第41話 奪還戦!
ビルの地下駐車場、そこで、ヒゲ面の男は車を出そうとして、前方に巨大な人影がある事に気付いた。
「誰だてめえ?」
当然の質問に、巨大な影は口を開く。
「某の主と友を返してもらいに来た」
その言葉でヒゲ面の男は舌打ちをしてアクセルを踏み切った。
「チッ、白鳥家の奴か!」
急発進した車は真っ直ぐ人影に向かう。
「くたばれよ金持ちの犬が!」
重さ一トンの乗用車の突進、人影はたまらず吹き飛び駐車場の床に転がった。
「へっ、バカが、金持ち共に尻尾振るからこうなるんだ」
タバコをくわえ、火を点けてから、死体処理の応援を呼ぼうと携帯電話に手をかけて、ドアが誰かにノックされた。
「あん?」
ヒゲ面の男が横を向くと、巨大な人影が車の中をジッと見ている。
慌てて人影が横たわっていた場所を見るが、そこに人影は無く、逆に移動経路を示すように、こちらに向かって血が滴り落ちた痕がある。

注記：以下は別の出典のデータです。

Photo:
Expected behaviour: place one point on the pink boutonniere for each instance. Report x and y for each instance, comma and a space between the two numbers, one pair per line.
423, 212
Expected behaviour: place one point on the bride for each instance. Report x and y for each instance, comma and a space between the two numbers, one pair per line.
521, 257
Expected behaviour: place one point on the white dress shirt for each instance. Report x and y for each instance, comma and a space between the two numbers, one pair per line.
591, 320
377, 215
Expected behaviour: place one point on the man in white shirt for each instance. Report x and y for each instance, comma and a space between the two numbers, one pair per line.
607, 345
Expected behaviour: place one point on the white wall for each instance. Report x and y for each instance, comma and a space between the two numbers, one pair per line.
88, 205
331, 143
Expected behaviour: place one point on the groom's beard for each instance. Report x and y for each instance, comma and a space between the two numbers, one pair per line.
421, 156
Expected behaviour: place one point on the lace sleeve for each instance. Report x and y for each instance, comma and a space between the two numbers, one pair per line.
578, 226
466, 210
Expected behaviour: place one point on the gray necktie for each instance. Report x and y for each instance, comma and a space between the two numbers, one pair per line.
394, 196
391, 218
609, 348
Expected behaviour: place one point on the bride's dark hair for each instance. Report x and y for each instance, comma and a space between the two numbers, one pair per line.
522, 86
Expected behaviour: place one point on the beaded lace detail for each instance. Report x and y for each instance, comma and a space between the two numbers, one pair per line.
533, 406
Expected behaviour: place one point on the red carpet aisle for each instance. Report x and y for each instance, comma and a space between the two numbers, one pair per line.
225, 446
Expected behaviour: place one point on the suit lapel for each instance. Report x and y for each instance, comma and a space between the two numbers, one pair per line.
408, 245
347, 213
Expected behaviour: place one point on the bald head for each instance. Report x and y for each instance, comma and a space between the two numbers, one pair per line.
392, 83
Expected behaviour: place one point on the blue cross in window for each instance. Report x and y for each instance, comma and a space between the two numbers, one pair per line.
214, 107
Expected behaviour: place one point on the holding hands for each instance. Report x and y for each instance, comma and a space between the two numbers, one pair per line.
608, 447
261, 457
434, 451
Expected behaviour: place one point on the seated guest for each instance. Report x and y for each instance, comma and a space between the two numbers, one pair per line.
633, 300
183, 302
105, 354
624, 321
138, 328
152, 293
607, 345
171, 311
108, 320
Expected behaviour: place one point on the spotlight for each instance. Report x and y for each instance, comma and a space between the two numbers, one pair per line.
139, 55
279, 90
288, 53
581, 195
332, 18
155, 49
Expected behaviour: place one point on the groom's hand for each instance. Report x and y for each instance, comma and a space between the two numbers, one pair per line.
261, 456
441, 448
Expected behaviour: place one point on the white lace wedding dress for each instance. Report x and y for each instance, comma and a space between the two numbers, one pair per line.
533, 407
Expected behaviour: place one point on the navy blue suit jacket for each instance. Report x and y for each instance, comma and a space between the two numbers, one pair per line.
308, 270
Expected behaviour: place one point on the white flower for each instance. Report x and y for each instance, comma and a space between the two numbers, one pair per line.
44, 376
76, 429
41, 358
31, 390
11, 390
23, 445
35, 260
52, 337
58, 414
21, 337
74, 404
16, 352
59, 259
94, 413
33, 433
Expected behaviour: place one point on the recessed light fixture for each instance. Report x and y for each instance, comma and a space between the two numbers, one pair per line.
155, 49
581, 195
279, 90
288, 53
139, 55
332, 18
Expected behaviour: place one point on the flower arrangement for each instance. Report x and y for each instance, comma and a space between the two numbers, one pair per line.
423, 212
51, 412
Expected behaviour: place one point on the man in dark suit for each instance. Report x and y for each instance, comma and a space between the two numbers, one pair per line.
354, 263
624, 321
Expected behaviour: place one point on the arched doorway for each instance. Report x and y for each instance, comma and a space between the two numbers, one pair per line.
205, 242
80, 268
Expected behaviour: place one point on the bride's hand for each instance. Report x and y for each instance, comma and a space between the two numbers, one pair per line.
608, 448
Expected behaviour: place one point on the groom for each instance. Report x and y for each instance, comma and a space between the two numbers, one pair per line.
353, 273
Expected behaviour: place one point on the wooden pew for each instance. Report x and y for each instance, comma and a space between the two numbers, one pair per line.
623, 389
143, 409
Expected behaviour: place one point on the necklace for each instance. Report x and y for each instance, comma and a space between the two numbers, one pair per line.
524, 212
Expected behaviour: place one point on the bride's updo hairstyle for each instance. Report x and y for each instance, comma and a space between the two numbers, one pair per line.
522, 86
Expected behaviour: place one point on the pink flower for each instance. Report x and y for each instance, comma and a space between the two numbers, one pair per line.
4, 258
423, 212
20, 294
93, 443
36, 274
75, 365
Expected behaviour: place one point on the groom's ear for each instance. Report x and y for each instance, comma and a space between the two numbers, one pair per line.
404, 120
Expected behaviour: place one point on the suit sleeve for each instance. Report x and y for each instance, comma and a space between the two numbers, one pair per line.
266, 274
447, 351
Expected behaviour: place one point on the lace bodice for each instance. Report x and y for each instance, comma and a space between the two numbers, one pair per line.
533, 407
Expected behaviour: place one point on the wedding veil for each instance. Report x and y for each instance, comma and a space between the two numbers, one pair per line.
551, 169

「いきなり車で撥(は)ねるとは思い切りがいいな、某でなければ死んでいたぞ」
口から落ちたタバコがズボンを焦がして足を火傷したが、ヒゲ面の男は人影を見たままあんぐりと口を開けて閉める事ができなかった。
目の前で車のドアが力任せに外されて、長い手が伸びてくる。
まるで重機を思わせる怪力で車の外に引きずり出されて、壁に叩き付けられる。
「ぐあっ! て、てめえ何で生きてるんだ!?」
「才能が無かったゆえ勘当されたが、某の家は武道の名門、某は才能が無かった故、幼い頃より皆のサンドバックであった。

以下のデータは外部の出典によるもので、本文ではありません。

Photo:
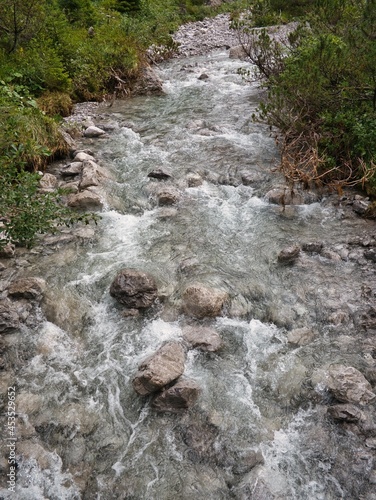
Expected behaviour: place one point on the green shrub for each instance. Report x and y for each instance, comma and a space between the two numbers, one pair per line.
321, 94
25, 211
27, 137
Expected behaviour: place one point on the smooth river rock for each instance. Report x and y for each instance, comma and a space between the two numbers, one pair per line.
202, 338
86, 200
158, 370
27, 288
201, 302
9, 318
93, 131
180, 396
345, 413
289, 255
134, 289
349, 385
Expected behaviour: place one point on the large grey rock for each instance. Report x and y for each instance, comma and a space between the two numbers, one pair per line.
27, 288
72, 169
313, 247
85, 200
202, 338
48, 182
148, 83
349, 385
167, 195
289, 255
180, 396
300, 336
135, 289
68, 140
285, 196
89, 175
200, 301
160, 174
82, 156
7, 251
163, 367
93, 131
194, 180
9, 318
345, 413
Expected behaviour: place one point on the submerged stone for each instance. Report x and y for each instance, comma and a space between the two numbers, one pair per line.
180, 396
158, 370
202, 338
200, 301
289, 255
134, 289
28, 288
349, 385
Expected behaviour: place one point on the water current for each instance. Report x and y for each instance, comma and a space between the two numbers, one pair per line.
259, 428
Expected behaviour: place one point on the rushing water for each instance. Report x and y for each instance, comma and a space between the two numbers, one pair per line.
100, 439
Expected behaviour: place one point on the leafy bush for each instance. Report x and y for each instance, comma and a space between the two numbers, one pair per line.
321, 93
26, 212
27, 137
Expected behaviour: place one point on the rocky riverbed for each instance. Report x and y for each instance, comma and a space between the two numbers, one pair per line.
259, 352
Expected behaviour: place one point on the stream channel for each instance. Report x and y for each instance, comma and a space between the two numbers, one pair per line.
260, 428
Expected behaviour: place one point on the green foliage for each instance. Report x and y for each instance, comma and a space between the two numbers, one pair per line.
322, 94
55, 52
27, 136
25, 211
20, 21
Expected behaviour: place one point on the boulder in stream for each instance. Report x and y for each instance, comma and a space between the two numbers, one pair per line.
72, 169
345, 413
202, 338
160, 369
48, 182
134, 289
85, 200
7, 251
89, 175
289, 255
201, 302
178, 397
27, 288
349, 385
160, 174
94, 131
167, 195
300, 336
9, 318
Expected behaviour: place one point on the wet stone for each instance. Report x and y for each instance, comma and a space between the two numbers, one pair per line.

骨折と打撲を繰り返していたらいつのまにか車に撥(は)ねられても平気な体になってしまっただけだ」
片手で首を締められ宙に浮かされたヒゲ面の男は、二メートルを遥かに越える高さから床に叩きつけられて意識を失った。
人影は腰から木刀を引き抜いて、階段から上を目指した。